Making data ‘sexy’ to employees
Rather than simply directing employees to use GenAI to complete their work more quickly, the sell to Swarovski’s more than 18,000 employees, with operations in 140 countries, was that the GenAI adoption would allow them to do work that previously had been out of reach. The technology amplifies and scales professional judgment rather than replacing it, and the leadership team’s communication and actions were consistent with this idea. As Sonderegger put it: “AI will never replace human creativity. It can just support human creativity, even supercharge human creativity.”
Sonderegger noted that one use case had failed initially: an attempt to create 3D designs from 2D sketches.

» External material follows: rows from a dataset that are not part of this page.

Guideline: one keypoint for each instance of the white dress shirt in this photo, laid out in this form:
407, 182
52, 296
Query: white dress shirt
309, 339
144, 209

By working closely with the design team, they were able to determine that the technology was not yet up to the task. However, she noted that as technology continues to advance, they may revisit that use case. Sonderegger said: “It’s a journey, but it’s clear for us that we are a brand where human design and creativity must stay at the center. That’s our essence.”
Working with the HR department was critical to widespread adoption. Employee trust grew incrementally, earned through visible improvements in day-to-day work. Employees could make decisions guided by evidence rather than hierarchy, reinforcing their sense of ownership and professional identity. Scaling this transformation required investment not only in platforms, but in people.
Swarovski embedded 50 AI “champions” or “ambassadors” across business functions to support colleagues, acting as local enablers rather than technical experts. These self-nominated champions leveraged training from large tech companies including Microsoft, Google, or AWS, and then the team used these champions as force multipliers across their various functions. The role of the champions was to support colleagues in their work, experiment with tools such as Microsoft 365 Copilot, identify problems the AI could help solve, and act as a bridge between their function and the central data and AI team.
Training was designed in tiers. All employees completed role‑appropriate AI literacy training, while AI champions received additional instruction through onboarding materials, early access to AI tools, and peer exchanges. Peer dialogue and experimentation were core to the model, which the leadership team had heard from other companies was one of the most effective ways to drive adoption. AI champions shared examples and lessons learned, while live demonstrations in community channels and quarterly exchanges ensured AI capability spread organically.